I do support making tools usable by as many tracks as possible, so that tracks that wish to make a certain choice have easy ways to do so.

That means that my answer to the following previously-asked question

Should it be a shell script using jq so other tracks may adopt it if they like?

would be "yes, or using any other method that is similarly track-agnostic"

kytrinyx commented 5 years ago

I would recommend making it part of configlet, since all the tracks use that anyway. But we don't have to make it part of the CI build, just a tool that is available and can be used if maintainers want to.

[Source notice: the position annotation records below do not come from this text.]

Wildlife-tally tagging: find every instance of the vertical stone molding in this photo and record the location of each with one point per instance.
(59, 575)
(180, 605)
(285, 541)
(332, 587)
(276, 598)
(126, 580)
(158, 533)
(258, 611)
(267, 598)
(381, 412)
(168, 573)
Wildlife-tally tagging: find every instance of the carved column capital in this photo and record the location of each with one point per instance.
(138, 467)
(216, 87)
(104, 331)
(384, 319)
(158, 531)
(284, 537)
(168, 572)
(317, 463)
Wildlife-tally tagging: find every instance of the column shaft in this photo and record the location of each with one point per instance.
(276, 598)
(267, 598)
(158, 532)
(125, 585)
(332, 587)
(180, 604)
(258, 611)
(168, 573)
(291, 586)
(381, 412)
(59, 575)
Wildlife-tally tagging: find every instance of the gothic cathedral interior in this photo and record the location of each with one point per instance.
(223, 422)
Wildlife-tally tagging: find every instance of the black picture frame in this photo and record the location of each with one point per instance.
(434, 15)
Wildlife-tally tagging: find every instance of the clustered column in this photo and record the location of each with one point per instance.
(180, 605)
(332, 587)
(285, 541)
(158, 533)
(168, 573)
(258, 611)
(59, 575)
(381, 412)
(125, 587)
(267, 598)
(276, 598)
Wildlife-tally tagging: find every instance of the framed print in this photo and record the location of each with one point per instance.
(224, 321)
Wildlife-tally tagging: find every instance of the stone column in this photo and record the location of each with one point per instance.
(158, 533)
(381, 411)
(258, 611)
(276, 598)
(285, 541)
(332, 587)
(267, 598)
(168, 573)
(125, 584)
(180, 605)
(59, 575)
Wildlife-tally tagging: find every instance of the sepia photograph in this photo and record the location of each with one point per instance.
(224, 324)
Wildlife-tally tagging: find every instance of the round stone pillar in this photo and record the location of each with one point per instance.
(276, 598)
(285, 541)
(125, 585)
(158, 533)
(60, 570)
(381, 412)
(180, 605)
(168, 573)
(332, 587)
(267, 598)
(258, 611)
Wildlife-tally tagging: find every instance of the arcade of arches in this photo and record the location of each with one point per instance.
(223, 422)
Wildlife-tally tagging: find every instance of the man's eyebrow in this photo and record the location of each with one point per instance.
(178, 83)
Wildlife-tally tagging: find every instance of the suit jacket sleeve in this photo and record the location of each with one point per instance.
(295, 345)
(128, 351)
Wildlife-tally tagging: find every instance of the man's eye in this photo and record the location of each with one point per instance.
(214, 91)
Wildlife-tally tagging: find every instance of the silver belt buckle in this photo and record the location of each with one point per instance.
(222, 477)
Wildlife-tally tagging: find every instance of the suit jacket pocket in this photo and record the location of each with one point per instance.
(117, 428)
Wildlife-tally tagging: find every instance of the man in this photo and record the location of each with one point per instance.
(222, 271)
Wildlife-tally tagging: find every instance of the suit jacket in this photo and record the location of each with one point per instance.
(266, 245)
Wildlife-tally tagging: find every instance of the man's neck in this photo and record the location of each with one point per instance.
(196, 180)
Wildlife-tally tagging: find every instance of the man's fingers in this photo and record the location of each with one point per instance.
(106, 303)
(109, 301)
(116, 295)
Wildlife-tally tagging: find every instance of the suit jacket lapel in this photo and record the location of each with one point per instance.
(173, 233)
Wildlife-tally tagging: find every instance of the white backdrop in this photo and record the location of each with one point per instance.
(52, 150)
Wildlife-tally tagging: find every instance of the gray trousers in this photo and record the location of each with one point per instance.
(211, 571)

sshine commented 3 years ago

It appears that #936 (which has just been merged) creates an order:

Re-order the practice exercises using the following ordering:

  1. Core exercises, retaining their existing ordering
  2. Non-core exercises, ordered by the order of the core exercise that unlocks them, then by difficulty and then alphabetically.
  3. Bonus exercises, ordered by difficulty then alphabetically.

This creates one resolution of the initial question:

All core exercises go before any side exercise Continue to sort by difficulty even though it doesn't make sense Sort by (unlocking core exercise, difficulty)

Except difficulty is moved down in sorting priority.

consider making a Travis CI check that ensures that the order has been followed.

I do not know if this order is preserved by configlet v3, or if additional scripting is required.

I am closing this issue, since the original intent was resolved.

Let us consider more CI checks in the process of unbreaking CI (#952).

sshine commented 3 years ago

I'm re-opening this issue with the intent of carrying this information into the general documentation.